職員は3月中旬、告発文書を報道機関などに配布。4月4日には同様の内容を県の公益通報窓口に通報した。しかし、県は職員を保護対象とせず、5月7日に停職3カ月の懲戒処分とした。

斎藤氏に先立ち、参考人として出席した消費者庁公益通報者保護制度検討会委員を務める弁護士の山口利昭氏は、3月中旬に職員が文書を配布した時点で「公益通報者保護法上の外部通報に当たる」と述べた。

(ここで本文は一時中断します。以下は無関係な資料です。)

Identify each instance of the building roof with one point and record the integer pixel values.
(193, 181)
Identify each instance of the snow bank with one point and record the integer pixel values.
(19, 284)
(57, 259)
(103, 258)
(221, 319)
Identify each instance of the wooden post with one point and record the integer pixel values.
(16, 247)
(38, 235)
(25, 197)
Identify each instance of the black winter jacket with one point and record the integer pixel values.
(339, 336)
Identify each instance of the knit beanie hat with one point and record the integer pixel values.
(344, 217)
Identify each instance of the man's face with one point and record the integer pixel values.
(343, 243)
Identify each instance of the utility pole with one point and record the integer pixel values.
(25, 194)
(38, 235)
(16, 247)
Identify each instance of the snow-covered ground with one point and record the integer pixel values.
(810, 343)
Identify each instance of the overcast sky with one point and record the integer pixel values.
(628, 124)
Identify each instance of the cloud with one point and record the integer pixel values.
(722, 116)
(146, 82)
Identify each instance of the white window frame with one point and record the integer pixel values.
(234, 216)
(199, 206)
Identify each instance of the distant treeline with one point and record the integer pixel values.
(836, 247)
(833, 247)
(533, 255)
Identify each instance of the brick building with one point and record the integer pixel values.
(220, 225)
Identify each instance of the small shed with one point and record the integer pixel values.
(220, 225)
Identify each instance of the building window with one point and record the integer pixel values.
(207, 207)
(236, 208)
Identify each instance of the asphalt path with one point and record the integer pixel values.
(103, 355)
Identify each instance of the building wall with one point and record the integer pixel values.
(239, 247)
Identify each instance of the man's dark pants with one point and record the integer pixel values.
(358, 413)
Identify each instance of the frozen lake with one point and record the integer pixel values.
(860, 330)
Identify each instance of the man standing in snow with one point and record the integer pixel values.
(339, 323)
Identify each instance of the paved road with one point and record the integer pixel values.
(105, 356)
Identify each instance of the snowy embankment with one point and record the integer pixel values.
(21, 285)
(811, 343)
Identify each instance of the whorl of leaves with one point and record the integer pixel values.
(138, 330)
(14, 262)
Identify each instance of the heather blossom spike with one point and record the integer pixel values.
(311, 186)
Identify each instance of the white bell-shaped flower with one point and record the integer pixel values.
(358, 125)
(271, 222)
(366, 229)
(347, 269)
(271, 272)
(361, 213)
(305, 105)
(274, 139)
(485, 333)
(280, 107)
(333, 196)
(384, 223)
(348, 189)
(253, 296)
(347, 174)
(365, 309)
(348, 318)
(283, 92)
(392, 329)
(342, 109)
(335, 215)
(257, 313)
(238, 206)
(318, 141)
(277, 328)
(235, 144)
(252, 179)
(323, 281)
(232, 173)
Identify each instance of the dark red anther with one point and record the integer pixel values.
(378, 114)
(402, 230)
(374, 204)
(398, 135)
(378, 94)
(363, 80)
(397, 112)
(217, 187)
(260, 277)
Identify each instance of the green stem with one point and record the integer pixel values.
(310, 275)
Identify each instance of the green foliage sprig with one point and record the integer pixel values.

また、公益通報者として保護する前に真実かどうかの調査を行うことは「普通はない」と指摘。告発が不正を目的としていない限り、県は職員が不利益な取り扱いを受けないための措置を講じる義務があり、「今も違法状態が続いている」と述べた。

これに対し、斎藤氏は告発内容がうわさ話を集めていることなどを理由に「真実相当性がない」と主張。懲戒処分について職員が「公益通報の調査結果を待つべきだ」と進言したと証言したことには、「進言を受けた記憶はない」「手続きを取っ払って処分を早くしろとは言っていない」と述べた。百条委は今後、消費者庁に県の対応に違法性がないか見解を求める考え。

一方、贈答品を巡り、斎藤氏はカキ、カニ、ワイン、日本酒やスポーツウエアなどを受け取ったことを認めたが、ゴルフセットの受け取りは否定した。職員へのパワハラ疑惑については「私としては業務上の範囲だった」と釈明した。